Garden of villa La Palmierina, Firenze

In the modern garden the swimming pool provides relief from summer heat, but too often it appears an alien element, a hygienic tank separated from the rest of the garden.

Porcinai wanted to integrate the swimming pool into the garden and to end its isolation. Although the recirculating water in the pool must be kept separate from other water bodies in the garden, Porcinai always provides a visual connection. Plants are brought as close as possible to the edge of the pool. The rim of the pool matches adjacent paving; handrails are avoided or treated as sculptural elements.
In the small courtyard of a dependance of Villa Palmieri, the pool is a simple rectangle occupying about one-third of the space. Between the house and pool, a surface of white pebbles reflects the light. A path of gray slate runs to the pool steps, and on each side an arbor in the shape of a peacock, overgrown with ivy, provides shade.
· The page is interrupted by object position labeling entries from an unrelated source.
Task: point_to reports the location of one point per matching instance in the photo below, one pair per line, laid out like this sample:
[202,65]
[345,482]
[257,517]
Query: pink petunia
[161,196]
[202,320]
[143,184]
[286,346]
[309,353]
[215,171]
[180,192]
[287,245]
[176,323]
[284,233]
Sacred lotus (Nelumbo speciosa) and umbrella plant (Cyperus alternifolius) line the hedge. This side of the pool is surfaced in white pebbles; the other edges are in gray slate. A narrow path separates one end of the pool from a lily pond, beside which stands a dining table of polished slate. The table can be screened by a canvas sail suspended from a corner of the house. On the far side of the swimming pool, a bank of bamboo encloses the garden and hides a sunken garage and a service area beyond. This bank continues at the far end of the pool, above a suite of buried changing rooms. The use of dwarf bamboo (Arundinaria pumila) allows a view to the hills.